Following is an example of a safe way to prepare your packed data buffer for multipass unpacking, in APW assembly:
* Some data space myCallBlock dc i2'2' ; two parameters fileRefNum ds 2 ; file reference number EOFreturned ds 4 ; file length returned by this call myIDNumber ds 2 ; your application memory manager ID number * assume that a packed data file is open, and it's a plain packed screen image, not over 32K jsl $E100A8 ; ask GS/OS for the length of the data dc i2'$2019' ; Get_EOF call dc i4'myCallBlock' * Now we need a handle to read it into pha pha ; return space pea 0 ; size, high word lda EOFreturned ; the actual size of the packed data sta actualPackDataSize clc adc #65 ; ask for a handle 65 bytes longer ; than the data pha lda myIDnumber ; Memory Manager ID for your ; application pha pea $8010 ; attrLocked and attrNoCross pea 0 pea 0 ; anywhere _NewHandle ; get the handle
Now you have a handle 65 bytes longer than your data that does not cross a bank boundary. You are ready to read in the data and perform a multipass unpack.
PackBytes can also cause you problems if you do not plan for the worst-case situation. Unlike the other toolbox compression routine ACECompress, PackBytes is not guaranteed to shrink the source data. In fact, your data size may actually grow after a PackBytes call.

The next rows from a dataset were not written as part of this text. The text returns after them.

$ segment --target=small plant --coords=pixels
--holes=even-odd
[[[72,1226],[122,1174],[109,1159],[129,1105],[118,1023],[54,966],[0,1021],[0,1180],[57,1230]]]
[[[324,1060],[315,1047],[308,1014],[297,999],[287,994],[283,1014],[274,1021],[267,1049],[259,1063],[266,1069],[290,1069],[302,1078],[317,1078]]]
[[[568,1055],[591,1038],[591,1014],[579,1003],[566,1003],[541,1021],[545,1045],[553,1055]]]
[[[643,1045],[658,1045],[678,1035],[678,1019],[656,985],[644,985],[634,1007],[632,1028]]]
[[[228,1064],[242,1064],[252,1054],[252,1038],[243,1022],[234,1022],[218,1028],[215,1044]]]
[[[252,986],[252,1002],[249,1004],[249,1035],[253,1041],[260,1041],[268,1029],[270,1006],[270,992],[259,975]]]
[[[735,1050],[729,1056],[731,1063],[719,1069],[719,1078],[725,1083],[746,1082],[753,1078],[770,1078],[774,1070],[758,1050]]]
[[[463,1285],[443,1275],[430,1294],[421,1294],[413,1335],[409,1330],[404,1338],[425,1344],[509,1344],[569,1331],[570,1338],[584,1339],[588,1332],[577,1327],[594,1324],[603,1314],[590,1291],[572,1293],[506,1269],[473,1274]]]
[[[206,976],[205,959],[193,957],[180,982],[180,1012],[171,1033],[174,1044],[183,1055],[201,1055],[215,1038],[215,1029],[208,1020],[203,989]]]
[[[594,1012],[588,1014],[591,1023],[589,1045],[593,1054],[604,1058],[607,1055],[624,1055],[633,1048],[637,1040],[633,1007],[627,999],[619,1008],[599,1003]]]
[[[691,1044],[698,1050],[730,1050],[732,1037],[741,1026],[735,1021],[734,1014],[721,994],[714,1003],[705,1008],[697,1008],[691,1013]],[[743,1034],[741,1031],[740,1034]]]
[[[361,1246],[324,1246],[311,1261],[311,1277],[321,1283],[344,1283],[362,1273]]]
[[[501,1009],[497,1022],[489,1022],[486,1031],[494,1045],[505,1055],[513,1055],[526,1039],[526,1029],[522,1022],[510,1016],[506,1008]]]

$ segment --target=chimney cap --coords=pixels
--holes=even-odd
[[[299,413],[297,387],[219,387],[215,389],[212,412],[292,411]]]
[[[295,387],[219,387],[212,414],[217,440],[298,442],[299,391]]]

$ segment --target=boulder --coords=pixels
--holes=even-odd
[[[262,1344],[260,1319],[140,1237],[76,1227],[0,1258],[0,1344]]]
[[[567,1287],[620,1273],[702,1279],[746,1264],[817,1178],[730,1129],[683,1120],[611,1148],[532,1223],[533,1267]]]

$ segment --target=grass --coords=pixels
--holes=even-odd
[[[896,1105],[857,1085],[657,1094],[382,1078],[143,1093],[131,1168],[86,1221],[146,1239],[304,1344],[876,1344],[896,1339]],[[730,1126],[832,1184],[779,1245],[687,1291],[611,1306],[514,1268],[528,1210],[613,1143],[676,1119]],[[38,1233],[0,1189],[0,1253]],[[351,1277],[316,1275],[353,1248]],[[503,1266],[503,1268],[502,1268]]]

If you pass a data stream of 64 bytes, all with different values, to PackBytes, PackBytes puts 65 bytes in your output buffer -- the 64 original data bytes and the flag byte of $3F, indicating "64 bytes follow, all different." Unless you preprocess or analyze your data before packing to avoid this situation, make sure your output buffer is large enough to hold the worst case situation, one additional byte generated for every 64 bytes passed to PackBytes for compression.